Rosinver Ros Inhbir
- Interactive map of Rosinver Ros Inhbir

Monastery information
- Order: Augustinian
- Established: 7th century
- Disestablished: 16th century
- Diocese: Diocese of Kilmore

People
- Founder: Saint Máedóc of Ferns
- Important associated figures: Fearghus (1st Abbot)

Site
- Location: County Leitrim, Connacht, Ireland

= Rossinver =

Village in County Leitrim, Ireland

Rossinver or Rosinver is a small village in north County Leitrim, Ireland. The village is home to a retired monastery of the same name and is at the southern shore of Lough Melvin, home to two rare species of trout – the Gillaroo and the Sonaghan – as well as the common brown trout. There is a fishery at Eden Quay and boats and gillies are available locally. There is a mile-long river walk to Fowley's Falls on the Glenaniff River which follows a series of waterfalls.

==History==

The first church on the site was founded by Saint Máedóc of Ferns who died in Country Leitrim circa 632. Before he died, Saint Máedóc made the Connachta nobleman Fearghus Mac Ailill his hereditary heir to Rosinver Abbey and Fearghus was the first Abbot of Rosinver. The Ó Fearghuis later left County Leitrim to conquer the territory of Annaly in the neighbouring County Longford.
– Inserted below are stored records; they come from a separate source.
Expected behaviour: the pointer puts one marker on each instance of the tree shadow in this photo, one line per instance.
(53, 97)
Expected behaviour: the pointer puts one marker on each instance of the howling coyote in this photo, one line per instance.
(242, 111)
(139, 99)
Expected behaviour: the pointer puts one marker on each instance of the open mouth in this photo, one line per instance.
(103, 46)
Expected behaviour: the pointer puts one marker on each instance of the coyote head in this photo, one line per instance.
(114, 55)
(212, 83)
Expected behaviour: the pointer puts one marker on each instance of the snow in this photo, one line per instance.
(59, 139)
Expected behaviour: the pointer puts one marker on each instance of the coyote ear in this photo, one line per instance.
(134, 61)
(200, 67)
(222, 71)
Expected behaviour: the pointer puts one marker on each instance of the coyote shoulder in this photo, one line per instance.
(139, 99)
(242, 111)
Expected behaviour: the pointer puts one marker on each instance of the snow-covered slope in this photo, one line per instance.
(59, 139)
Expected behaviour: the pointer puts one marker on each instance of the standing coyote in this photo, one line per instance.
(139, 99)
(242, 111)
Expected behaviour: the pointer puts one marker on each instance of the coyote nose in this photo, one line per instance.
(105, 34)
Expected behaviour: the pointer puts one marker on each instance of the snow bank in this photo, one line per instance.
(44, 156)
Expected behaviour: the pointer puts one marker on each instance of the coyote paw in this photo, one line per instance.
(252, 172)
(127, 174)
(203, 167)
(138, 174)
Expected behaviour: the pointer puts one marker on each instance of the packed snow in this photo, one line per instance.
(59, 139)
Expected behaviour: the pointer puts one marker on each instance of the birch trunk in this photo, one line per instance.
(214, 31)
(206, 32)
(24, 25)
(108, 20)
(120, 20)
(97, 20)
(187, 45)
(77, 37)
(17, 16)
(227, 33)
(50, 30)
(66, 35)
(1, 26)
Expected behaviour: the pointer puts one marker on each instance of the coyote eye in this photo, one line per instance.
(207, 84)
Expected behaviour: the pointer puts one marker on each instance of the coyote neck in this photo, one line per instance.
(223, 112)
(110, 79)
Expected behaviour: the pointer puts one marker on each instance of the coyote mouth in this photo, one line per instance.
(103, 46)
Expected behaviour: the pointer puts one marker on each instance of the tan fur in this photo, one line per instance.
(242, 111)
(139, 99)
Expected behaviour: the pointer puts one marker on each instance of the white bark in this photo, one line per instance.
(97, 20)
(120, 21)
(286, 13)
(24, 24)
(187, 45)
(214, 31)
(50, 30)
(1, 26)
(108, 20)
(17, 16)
A 9th-century grave slab lies in the churchyard and Lisdarush Iron Age Fort and Abbey are nearby. The church is located on the northeastern side of a graveyard which has a number of cross slabs of Early Christian date, a slab bearing rock art and a fragment of trefoil-headed arcading among the much later burial monuments of the second millennium. As for much of the Irish monasteries, Rosinver Abbey was dissolved in the Dissolution of the Monasteries in the 16th century. MacClancy Castle, also nearby, was a place of refuge on Lough Melvin for survivors and shipwrecked sailors from the Spanish Armada of 1588. There is a related plaque at the lakeside. Rosinver Abbey has otherwise been known throughout history as Gubalaun Abbey or St. Mogue's Church (Mogue being a pet name for Saint Máedóc). The church is a dilapidated medieval masonry building undergoing conservation works as of 2020.

==Transport==

On Fridays, Bus Éireann route 470 provides a link to Manorhamilton to connect with the express to Sligo.